Writing yesterday on the apparent decision of the UK government to rephrase the proposal from ‘banning encryption’ to mandating that telecommunications encryption must be breakable – which Preston Byrne, COO and General Counsel of Erin Industries, pointed out was essentially the same thing – Eris Industries stated that the Snooper’s Charter would “impinge vital and legitimate business interests of our company”, adding “The reported-on compromise on encryption is nothing of the sort and, if enacted, will continue to pose a grave danger to British citizens from all walks of life and an unacceptable risk to business.”
Highlighting the danger of building a weakness into a system, Byrne noted the recent case which suspects two teenage boys of hacking into TalkTalk’s database. Weaknesses would not be used solely by those wishing to protect the public, but would be exploited by those with malicious intent; the encryption itself cannot distinguish between people with good or bad intentions.
If the law was to change, businesses like Erin Industries would not be able to guarantee the safety and security of their data, which is integral for customers to entrust the company with their private data.
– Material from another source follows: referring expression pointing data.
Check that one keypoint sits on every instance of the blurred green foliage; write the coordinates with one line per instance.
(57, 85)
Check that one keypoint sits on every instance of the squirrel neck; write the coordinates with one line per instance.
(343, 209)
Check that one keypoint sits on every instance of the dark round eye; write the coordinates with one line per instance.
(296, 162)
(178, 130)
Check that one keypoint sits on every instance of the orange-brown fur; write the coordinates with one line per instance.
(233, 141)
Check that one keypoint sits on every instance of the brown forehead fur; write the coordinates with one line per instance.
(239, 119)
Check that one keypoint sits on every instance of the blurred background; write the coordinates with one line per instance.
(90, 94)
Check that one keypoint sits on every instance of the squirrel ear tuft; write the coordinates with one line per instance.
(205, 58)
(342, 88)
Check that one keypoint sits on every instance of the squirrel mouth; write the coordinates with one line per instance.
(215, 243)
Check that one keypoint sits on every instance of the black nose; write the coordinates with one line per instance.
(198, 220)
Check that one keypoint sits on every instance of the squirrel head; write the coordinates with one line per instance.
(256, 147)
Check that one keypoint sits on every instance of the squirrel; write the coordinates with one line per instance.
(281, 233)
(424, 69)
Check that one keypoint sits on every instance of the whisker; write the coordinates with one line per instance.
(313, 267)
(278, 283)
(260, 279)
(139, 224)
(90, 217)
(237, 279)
From transferring money to negotiating business deals, there needs to be an assurance of privacy for users to work. As Byrne wrote:
“For a modern economy to function, the integrity of this data cannot be questioned and the privacy of these communications – across the many channels people use to send them – must be assured.”
Preventing unbreakable encryption, Byrne claims, makes the country less safe, not more so. Personal data for anyone in Britain would be compromised, and SSL, VPNs and other communication infrastructure used by businesses would suffer similarly. It would also not stop people who are flouting the law from creating their own encryption programs, which could be unbreakable.
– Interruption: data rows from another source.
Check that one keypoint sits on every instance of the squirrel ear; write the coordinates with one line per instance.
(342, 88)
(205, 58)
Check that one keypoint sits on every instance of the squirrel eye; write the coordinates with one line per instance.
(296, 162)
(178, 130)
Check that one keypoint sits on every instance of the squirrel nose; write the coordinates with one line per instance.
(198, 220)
Byrne also considered the need for this law, as police already have the ability to compel a person to disclose cryptographic keys under the RIPA3. All this law would achieve, Byrne stated, is for the data of people and companies in the UK to be more at risk of malicious actors, resulting in a loss of trust of British software and therefore a loss to British business.
Eris Industries has previously stated that, if the law is passed, they will relocate out of the UK permanently, having temporarily relocated to New York City, and expect many other technological and financial companies to do the same.